Opnieuw zag ik al de onderdrukking die er onder de zon plaatsvindt. En zie, de tranen van de onderdrukten; zij hadden echter geen trooster. Aan de kant van hun onderdrukkers was macht, zij daarentegen hadden geen trooster. Daarom prees ik de doden, die al gestorven waren, boven de levenden, omdat die nog steeds in leven zijn. Beter af dan die beiden is wie er nog nooit is geweest, die niet gezien heeft het kwaaddoen dat er onder de zon plaatsvindt. Verder zag ik van al het zwoegen en alle bekwaamheid bij het werk, dat het iemand afgunst oplevert van zijn naaste. Ook dat is vluchtig en najagen van wind. De dwaas vouwt zijn handen samen en eet zijn eigen vlees. Een hand vol rust is beter dan beide vuisten vol zwoegen en najagen van wind. Opnieuw zag ik iets vluchtigs onder de zon. Er is er één, en geen tweede. Hij heeft ook geen kind of broer en toch komt er geen einde aan al zijn zwoegen. Ook wordt zijn oog niet verzadigd van rijkdom. Nooit is het: Voor wie tob ik mij af en laat ik mijzelf het goede ontbreken? Ook dat is vluchtig en een treurige bezigheid. Twee zijn beter dan één, want samen krijgen zij een goede beloning voor hun zwoegen. Want als zij vallen, helpt de één zijn metgezel overeind. Maar wee die ene die valt, terwijl er geen tweede is om hem overeind te helpen. Ook als er twee bij elkaar liggen, hebben zij warmte, maar hoe moet één alleen warm worden? En als iemand de één overweldigt, zullen die twee tegen hem standhouden. Een drievoudig snoer wordt niet snel gebroken. Beter een arme maar wijze jongeman, dan een oude maar dwaze koning die van geen waarschuwing meer wil weten. Ja, iemand komt uit de gevangenis om koning te worden, terwijl iemand die in zijn koninkrijk is geboren, verarmt. Ik zag al de levenden onder de zon omgaan met de jongeman, de tweede, die voor hem in de plaats kwam. Er komt geen einde aan al het volk, aan allen die er vóór hen waren. Ook zullen zij die later komen, zich niet over hem verblijden. Ja, ook dat is vluchtig en najagen van wind.
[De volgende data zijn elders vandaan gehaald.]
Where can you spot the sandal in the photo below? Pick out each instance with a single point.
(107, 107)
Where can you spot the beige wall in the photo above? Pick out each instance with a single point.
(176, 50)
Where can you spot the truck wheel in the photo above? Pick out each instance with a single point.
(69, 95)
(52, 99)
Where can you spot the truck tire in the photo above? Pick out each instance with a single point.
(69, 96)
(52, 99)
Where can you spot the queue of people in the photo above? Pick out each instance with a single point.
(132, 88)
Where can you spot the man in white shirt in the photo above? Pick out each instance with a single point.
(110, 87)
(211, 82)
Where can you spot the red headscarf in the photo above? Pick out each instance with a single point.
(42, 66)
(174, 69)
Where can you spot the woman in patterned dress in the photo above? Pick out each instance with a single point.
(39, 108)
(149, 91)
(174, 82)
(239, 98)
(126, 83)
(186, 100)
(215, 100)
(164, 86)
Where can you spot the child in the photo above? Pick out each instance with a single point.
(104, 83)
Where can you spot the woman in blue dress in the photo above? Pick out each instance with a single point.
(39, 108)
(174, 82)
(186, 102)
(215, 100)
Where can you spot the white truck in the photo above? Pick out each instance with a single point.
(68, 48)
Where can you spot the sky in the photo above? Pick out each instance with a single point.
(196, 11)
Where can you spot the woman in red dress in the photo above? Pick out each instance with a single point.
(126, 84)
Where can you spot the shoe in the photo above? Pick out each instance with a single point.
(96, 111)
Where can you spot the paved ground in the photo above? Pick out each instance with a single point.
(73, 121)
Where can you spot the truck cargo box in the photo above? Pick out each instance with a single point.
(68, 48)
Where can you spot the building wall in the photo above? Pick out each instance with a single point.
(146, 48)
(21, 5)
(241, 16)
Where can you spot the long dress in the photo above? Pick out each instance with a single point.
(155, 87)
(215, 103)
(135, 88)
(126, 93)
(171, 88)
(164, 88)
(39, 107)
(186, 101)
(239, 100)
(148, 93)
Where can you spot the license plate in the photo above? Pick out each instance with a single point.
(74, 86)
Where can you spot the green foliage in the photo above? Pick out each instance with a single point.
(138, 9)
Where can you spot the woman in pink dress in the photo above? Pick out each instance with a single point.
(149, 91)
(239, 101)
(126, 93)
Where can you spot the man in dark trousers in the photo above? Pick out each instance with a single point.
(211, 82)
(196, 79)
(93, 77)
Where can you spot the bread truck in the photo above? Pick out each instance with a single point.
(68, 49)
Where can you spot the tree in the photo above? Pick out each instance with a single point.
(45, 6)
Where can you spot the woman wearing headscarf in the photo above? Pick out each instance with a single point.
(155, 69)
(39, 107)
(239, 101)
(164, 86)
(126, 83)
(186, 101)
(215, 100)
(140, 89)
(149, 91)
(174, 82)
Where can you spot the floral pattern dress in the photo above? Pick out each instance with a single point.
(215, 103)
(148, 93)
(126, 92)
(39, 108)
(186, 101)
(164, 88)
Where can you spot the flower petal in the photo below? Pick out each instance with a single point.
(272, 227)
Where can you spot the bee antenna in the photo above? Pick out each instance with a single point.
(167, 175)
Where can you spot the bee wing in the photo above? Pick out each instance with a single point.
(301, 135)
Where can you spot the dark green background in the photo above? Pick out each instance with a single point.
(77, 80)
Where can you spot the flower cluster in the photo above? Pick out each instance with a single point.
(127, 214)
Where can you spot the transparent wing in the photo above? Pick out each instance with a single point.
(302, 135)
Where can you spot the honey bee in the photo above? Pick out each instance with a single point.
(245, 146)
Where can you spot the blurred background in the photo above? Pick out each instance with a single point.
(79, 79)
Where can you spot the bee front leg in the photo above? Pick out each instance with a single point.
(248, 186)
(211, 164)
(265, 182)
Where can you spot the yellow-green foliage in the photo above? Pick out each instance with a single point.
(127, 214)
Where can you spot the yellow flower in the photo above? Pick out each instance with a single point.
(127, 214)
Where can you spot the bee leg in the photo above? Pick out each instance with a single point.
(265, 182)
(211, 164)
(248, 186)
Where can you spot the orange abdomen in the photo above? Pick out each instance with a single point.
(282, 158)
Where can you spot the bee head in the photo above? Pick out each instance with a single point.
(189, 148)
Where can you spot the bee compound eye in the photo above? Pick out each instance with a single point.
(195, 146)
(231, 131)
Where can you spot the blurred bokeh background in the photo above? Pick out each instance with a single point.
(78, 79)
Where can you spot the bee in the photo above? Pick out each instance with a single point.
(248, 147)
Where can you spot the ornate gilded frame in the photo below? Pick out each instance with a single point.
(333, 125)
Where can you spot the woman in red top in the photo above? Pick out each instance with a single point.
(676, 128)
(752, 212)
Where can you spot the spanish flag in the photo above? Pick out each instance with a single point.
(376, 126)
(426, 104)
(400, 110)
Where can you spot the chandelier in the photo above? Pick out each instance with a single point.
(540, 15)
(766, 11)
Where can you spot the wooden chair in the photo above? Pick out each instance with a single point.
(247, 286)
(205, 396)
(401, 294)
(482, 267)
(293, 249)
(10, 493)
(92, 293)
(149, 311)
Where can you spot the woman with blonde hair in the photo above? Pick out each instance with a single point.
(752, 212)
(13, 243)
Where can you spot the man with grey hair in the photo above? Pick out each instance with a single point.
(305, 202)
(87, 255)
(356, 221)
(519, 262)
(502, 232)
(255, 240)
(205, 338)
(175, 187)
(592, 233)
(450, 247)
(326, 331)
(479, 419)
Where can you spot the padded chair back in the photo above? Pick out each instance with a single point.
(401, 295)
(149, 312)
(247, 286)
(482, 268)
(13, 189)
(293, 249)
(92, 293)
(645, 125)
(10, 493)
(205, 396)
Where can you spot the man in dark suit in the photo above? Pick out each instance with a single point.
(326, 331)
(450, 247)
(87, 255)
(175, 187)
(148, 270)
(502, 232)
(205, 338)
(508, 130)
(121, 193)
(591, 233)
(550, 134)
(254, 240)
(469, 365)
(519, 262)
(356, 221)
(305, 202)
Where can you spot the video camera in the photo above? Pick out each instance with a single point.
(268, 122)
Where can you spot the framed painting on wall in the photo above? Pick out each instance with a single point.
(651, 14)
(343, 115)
Prediker 4:1-16 NBG-vertaling 1951 (NBG51)

Wederom aanschouwde ik alle onderdrukkingen die onder de zon geschieden, en zie: tranen der onderdrukten, en zij hadden geen trooster; maar aan de zijde hunner onderdrukkers was macht – en zij hadden geen trooster. Daarom prees ik de doden die reeds lang gestorven zijn, gelukkig boven de levenden die nog in leven zijn, en gelukkiger dan die allen (prees ik) degene, die er nog niet geweest is, die nog niet heeft aanschouwd het boze werk dat onder de zon geschiedt. Ook zag ik, dat al het zwoegen, alsook alle bekwaamheid in het werk, louter naijver is van de een op de ander; ook dit is ijdelheid en najagen van wind. De dwaas slaat zijn armen over elkander en verteert zichzelf. Beter is een handvol rust dan beide vuisten vol zwoegen en najagen van wind. Wederom aanschouwde ik een ijdelheid onder de zon: daar is er een zonder metgezel, ook zoon of broeder heeft hij niet, en er is geen einde aan al zijn zwoegen; ook worden zijn ogen niet verzadigd van rijkdom; – voor wie tob ik mij dan af en ontzeg ik mij het goede? Ook dit is ijdelheid en een kwaad ding. Twee zijn beter dan één, omdat zij een goede beloning hebben bij hun zwoegen. Want, indien zij vallen, dan richt de een de ander weer op; maar wee de éne, die valt zonder dat een metgezel hem opricht! Ook indien er twee nederliggen, zullen zij warm worden, maar hoe zal één alleen warm worden? Kan iemand er één overweldigen, twee zullen tegenover hem kunnen standhouden; en een drievoudig snoer wordt niet spoedig verbroken. Beter is een arme, maar wijze jongeling dan een oude, maar dwaze koning, die er niet van weten wil zich te laten waarschuwen. Want de eerste komt uit de gevangenis om koning te worden, hoewel hij onder het koningschap van de ander als een arme geboren was. Ik zag alle levenden onder de zon meelopen met de jongeling, de opvolger, die in de plaats van de ander zou treden, er was geen einde aan al het volk, aan allen, aan wier spits hij stond. Maar de lateren vonden in hem geen vreugde. Dus is ook dit ijdelheid en najagen van wind.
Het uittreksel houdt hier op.